Ever since my trip to the new Everything But Water boutique in the Galleria, I have been obsessed with all things beachwear. It didn't hurt that the experience of shopping for a new suit was so incredibly positive; it has me thinking about a serious expansion of my resort/swimwear wardrobe. We live in Houston, after all, where so much of the year is spent poolside or on the beach in Galveston -- it makes sense to invest in quality pieces that will last for a few seasons. Given the effects of sun, salt and chlorine on delicate fabrics, it's also important to properly care for these pieces so you get your money's worth.
Swimwear and resort wear are as important from a fashion perspective as haute couture, perhaps even more so, since they tend to be more affordable than high-fashion or even ready-to-wear pieces. While it might be tempting to keep on buying one thirty-dollar suit every year at Target just to toss it in September, consider that with preventative care and proper washing, a high-end suit will likely last you more than one summer.
Choosing a Swimsuit
Swimsuit buying guides are a dime-a-dozen this time of year. Every magazine is running some sort of "best suit for your body type" story. If you need help, try one of these: • Best Swimsuits for Your Body Type (Shape.com) • The Right Swimsuit for Your Body Type (Fitness Magazine) • How to Find Your Body's Sexiest Swimsuit (Glamour) • The Best Swimsuits for Your Body Type (Cosmopolitan) • Perfect Fit Guide (Everything But Water)
Of course, some of us don't fit neatly into just one category. (Guess who's petite and pear-shaped and small-busted and has a bit of a belly!) These are just guides, so along with a general shape in mind, be sure you are armed with the most important swimsuit-buying tool: a healthy attitude. The only thing more depressing than shopping for jeans is shopping for swimsuits, but it's important to go easy on yourself when it's you versus the dressing-room mirror.
Swimsuit trends tend to follow the same trends we see elsewhere in the fashion world, with a few modifications. In terms of styles, you can't really overhaul the basic shape of a bikini, one-piece or tankini -- they are what they are. Swimsuit trends present themselves through color, pattern and embellishment, as well as "genre," i.e., "military-inspired" or "rock-and-roll-inspired."

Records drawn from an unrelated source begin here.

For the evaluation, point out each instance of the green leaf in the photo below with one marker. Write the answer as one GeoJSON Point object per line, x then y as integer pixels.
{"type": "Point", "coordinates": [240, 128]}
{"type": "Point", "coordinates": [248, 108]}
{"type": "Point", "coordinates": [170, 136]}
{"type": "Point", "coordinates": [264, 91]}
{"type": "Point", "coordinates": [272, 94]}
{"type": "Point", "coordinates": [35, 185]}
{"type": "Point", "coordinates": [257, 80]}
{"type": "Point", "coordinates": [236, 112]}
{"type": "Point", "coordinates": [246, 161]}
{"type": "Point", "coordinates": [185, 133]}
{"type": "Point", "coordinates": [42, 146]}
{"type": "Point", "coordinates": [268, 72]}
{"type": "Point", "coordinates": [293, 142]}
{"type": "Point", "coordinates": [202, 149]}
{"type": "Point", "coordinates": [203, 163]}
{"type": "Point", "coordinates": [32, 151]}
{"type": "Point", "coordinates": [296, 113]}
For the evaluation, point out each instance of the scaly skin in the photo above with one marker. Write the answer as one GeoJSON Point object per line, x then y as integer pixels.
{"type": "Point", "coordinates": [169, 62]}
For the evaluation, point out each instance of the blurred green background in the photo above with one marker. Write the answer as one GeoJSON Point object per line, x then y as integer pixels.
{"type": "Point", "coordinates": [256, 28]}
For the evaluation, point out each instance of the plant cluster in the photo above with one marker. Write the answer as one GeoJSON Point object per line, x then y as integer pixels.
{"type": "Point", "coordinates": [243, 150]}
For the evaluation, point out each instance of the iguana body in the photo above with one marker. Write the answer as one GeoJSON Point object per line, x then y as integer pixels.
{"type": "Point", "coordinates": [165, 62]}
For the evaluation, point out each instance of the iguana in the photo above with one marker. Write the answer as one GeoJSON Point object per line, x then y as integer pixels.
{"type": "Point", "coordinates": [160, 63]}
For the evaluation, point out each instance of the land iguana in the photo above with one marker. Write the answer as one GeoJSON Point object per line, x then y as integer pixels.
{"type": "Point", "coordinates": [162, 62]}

The hot colors for spring and summer 2012 are also the hot colors for swimwear: Think pastels, along with shades that marry neons with sherbets. Mint greens, sherbet orange and pink, and rich, bright blues are everywhere.
In terms of styles, one-shouldered one-pieces and bikini tops are making a big splash this season. One of the most eye-grabbing one-shoulder bikini styles is from Becca by Rebecca Virtue; "Between the Lines" combines bright, eye-catching sherbet/neons with color blocking and the one-shoulder top. If the string-tie bottom is too skimpy, you can try the banded hipster instead.
Vintage inspiration is also being seen in beach and swimwear. One of the major benefits of shopping swimwear with a vintage feel is coverage -- it's much easier to find styles that have more generous coverage. Don't confuse "more fabric" with "less sex appeal," though; vintage inspiration can be interpreted in more skimpy styles with the use of classic patterns, like gingham and florals, or embellishments like ruffles and buttons. Pairing a high-waisted bottom or a halter top with a sexier companion piece allows you the best of both worlds, modern and vintage. If you're looking for the cutest vintage-inspired swimsuits (or vintage-inspired anything else), my go-to is Shabby Apple.
So you've decided to spend $70, or $90, or $130 on a new swimsuit -- are you just going to throw it in the washing machine? The answer is no. In fact, not only do you need to care for the garments differently after you wear them, you need to care for them differently starting the minute you bring them home. For $8 I picked up Everything But Water's Swimsuit Protector, which protects against salt and chlorine damage. It comes in a 4.2 ounce bottle, and you simply soak your suit in two capfuls plus one gallon of water before wearing, and reapply after every few wearings. EBW also makes a Swimsuit Cleaner, but I think any gentle, hand-washing detergent (Woolite, or any dye/scent-free detergent) will do. It's important to wash and rinse your swimsuit by hand after every wearing, squeezing (not twisting out) excess water, and hanging to dry. Never, ever, ever, ever, EVER put your swimsuit in the dryer.